Classical Mechanics collission particles

[matt222]

Homework Statement

particle of mass m1 collides with particle m2 at rest. The out come of the reaction were m3 and m4 which leave the collision at angles 3 and angle 4 withthe original path. find the energy of the reaction Q in terms of the masses and angles and p1

Homework Equations

x-direction p1=p3cos(theata3)+p4cos(theata4)

y-direction 0=p3sin(theata3)-p4sin(theata4)

T1+Q=T3+T4

T1=p1^2/2m1

T3=p3^2/2m3

The Attempt at a Solution

BY eliminating theata 4 by sequaring and adding x and y equations the out come where

P4^2=P1^2+P3^2-2P1P3COS(theata3)

so Q=p3^2/2m3+p4^2/2m4-p1^2/2m1

but I couldn't find the Q with respect to angles and only p1 can anyone help be

 

[fzero]

You can use the equation

y-direction 0=p3sin(theata3)-p4sin(theata4)

to solve for p4 in terms of p3 and the angles, then substitute the result into

x-direction p1=p3cos(theata3)+p4cos(theata4)

to determine p3 in terms of p1 and the angles.

 

[matt222]

I have got the answer which is
Q= P^2/2m3+2p1^2-2p1^2cos(theata3)/2m4 -p1^2/2m1

do you agree witth my solution so far, but in the book answer is totally different, it is Q=P1^2/2m1{((m1/m3)sin^2(theata4)+(m1/m4)sin^2(theata3))/sin^2(theata3+theata4) -1}

 

[fzero]

I find the same answer as your book. You might want to explain what you did when you said "BY eliminating theata 4 by sequaring." I can see no way to completely eliminate \theta_4. Therefore your equation

P4^2=P1^2+P3^2-2P1P3COS(theata3)

is probably wrong. All you have to do is solve the equations for the y and x directions for p3 and p4, then substitute those results into the energy conservation equation. There's one trig identity that you need to use to compare with the book.

 

[matt222]

i mean by eliminating theata4 is just x and y direction equatation move the first term to the left then sequaring and adding up the two equation the results came like this, which trig you had used because i have tried a lot but i couldnt, i did your way i think need your help

 

[matt222]

my problem now how to eliminate P3 ,

 

[fzero]

i mean by eliminating theata4 is just x and y direction equatation move the first term to the left then sequaring and adding up the two equation the results came like this,

OK, I see now. If you solve for p3 you'll reintroduce the \theta_4 dependence.

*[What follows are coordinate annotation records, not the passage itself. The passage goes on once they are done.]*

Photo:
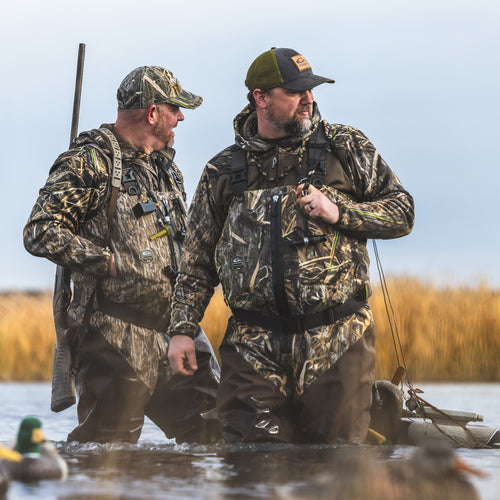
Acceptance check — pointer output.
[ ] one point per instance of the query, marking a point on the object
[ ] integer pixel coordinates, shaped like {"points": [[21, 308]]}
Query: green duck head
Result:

which trig you had used because i have tried a lot but i couldnt, i did your way i think need your help

The only trig identity to compare to the book answer is the one for \sin(\theta_3+\theta_4). Try to come up with the expressions for p3 and p4 in terms of p1 and the angles. Once you get those, it's pretty easy to use the conservation of energy equation to get Q.

 

[matt222]

perfect i got it finally,thank you very much for your help